En ce début juin, on sent une certaine effervescence dans les allées du lycée Tani Malangui de Chirongui. Si les vacances approchent, l’urgence pour les élèves de première et terminale, c’est de se pencher une dernière fois sur leurs cours pour des révisions de dernière minute avant l’échéance prochaine des examens terminaux du baccalauréat. Pourtant une trentaine d’élèves de la filière STMG viennent de se rassembler studieusement dans une classe pour écouter une invitée de marque venue de Mamoudzou, présidente de chambre à la chambre d’appel : Chantal Combeau.
« Cette intervention complète très bien le travail mené cette année autour du thème du harcèlement, explique le professeur de droit éco-gestion Chamassi Charmane, qui en est à l’initiative. Le fonctionnement des institutions françaises figure au programme mais pouvoir dialoguer directement avec un professionnel de la justice donne chair et réalité aux connaissances théoriques toujours un peu abstraites ».
Droit des mineurs, détention

Plus habituée aux salles d’audience, Chantal Combeau ne tarde pas à prendre la mesure de son public du jour, d’abord un peu intimidé par le statut et la fonction de l’intervenante puis mis en confiance par sa simplicité, son humour et son sens de la répartie.
La première partie de l’exposé permet aux élèves de mieux différencier les fonctionnements des deux juridictions, administrative et judiciaire. Puis la magistrate détaille les subtilités du code pénal, suscitant l’intérêt accru des élèves par un contenu beaucoup plus concret et ponctué d’exemples. Les questions se font de plus en plus nombreuses, notamment sur le sujet du droit des mineurs avec des interrogations sur l’excuse de minorité et les différentes peines applicables au moins de 18 ans mais aussi sur le volet de la protection des mineurs en danger. Autant de sujets qui font partie du quotidien des jeunes Mahorais.

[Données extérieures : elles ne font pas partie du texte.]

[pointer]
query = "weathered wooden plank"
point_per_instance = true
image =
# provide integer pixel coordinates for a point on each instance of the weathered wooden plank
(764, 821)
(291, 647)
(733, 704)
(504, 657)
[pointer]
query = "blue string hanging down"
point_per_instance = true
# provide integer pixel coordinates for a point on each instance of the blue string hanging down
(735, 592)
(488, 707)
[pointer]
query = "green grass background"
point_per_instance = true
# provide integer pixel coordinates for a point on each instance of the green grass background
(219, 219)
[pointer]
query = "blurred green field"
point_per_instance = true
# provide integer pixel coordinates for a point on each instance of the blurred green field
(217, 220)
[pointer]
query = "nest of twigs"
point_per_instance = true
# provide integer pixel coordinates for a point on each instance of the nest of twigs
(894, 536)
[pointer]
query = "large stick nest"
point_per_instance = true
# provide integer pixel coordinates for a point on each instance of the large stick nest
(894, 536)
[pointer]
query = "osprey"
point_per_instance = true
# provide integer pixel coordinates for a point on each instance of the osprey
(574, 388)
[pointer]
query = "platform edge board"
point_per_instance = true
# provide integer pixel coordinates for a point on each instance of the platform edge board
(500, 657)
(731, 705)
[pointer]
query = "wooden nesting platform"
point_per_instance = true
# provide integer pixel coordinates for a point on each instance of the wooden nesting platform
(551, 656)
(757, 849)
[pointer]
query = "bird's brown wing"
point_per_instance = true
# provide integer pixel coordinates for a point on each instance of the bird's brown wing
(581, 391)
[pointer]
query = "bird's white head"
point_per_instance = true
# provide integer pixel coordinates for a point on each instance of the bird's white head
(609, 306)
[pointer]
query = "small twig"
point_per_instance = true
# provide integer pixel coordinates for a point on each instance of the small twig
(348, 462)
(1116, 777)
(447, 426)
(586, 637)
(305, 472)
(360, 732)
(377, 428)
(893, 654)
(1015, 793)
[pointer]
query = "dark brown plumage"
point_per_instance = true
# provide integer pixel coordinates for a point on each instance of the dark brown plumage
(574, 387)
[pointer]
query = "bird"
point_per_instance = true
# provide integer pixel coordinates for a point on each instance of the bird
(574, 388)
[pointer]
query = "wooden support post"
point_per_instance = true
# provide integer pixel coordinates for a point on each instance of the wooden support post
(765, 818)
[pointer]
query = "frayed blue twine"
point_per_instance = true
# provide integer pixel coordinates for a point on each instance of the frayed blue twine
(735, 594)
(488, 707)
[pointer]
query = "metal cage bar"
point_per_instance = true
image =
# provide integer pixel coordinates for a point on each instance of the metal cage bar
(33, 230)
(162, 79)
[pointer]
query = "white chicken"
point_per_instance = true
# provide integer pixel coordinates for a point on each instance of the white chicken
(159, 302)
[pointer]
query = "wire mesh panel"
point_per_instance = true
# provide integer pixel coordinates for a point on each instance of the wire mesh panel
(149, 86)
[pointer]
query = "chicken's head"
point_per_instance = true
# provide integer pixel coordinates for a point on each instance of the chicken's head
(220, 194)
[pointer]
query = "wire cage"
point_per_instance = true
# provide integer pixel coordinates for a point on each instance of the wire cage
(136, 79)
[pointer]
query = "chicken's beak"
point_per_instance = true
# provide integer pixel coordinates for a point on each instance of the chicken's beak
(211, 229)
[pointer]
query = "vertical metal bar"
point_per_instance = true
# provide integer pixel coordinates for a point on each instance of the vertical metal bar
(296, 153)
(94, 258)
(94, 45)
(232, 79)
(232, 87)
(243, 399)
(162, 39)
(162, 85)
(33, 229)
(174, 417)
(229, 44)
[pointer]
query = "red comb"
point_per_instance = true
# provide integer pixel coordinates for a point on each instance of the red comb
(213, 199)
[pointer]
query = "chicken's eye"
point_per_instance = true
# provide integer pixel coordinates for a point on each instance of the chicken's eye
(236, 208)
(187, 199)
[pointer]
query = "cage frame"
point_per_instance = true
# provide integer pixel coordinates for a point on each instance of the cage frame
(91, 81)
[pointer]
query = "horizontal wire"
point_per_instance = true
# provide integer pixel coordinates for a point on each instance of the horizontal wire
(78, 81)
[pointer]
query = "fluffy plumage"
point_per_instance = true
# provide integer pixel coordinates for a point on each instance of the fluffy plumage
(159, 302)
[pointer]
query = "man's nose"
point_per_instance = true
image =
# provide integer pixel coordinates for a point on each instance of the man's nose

L’emprisonnement a également suscité un grand d’intérêt chez les élèves : « Est-ce que c’est vrai qu’en prison, il y a la télévision ? Pourquoi les détenus sont-ils parfois incarcérés en métropole ? ». En réponse Chantal Combeau donne des éléments concrets sur le fonctionnement du centre de Majicavo, faisant état de sa surpopulation et des conditions de détention souvent bien éloignées du mythe de la prison 4 étoiles présent dans la tête de certains. La question de la rémunération des acteurs de la justice : magistrats, greffiers, avocats… intéresse aussi fortement les élèves à un âge où leur avenir professionnel commence à devenir une préoccupation.
Susciter des vocations

Au total, deux heures d’exposé et d’échanges animés que les participants n’ont pas vu passer. « Je suis content de l’investissement des élèves, se félicite Chamassi Charmane, si ça pouvait en convaincre certains de se consacrer aux carrières du droit. D’eux d’entre eux m’ont déjà dit vouloir devenir avocats ».
« C’est important que les Mahorais deviennent acteurs du système judiciaire de leur île, acquiesce Chantal Combeau. C’est déjà vrai pour les avocats et les greffiers, maintenant, au tour des magistrats ». Un clin d’œil à destination du jeune professeur qui vient tout juste de passer les épreuves du concours de la magistrature.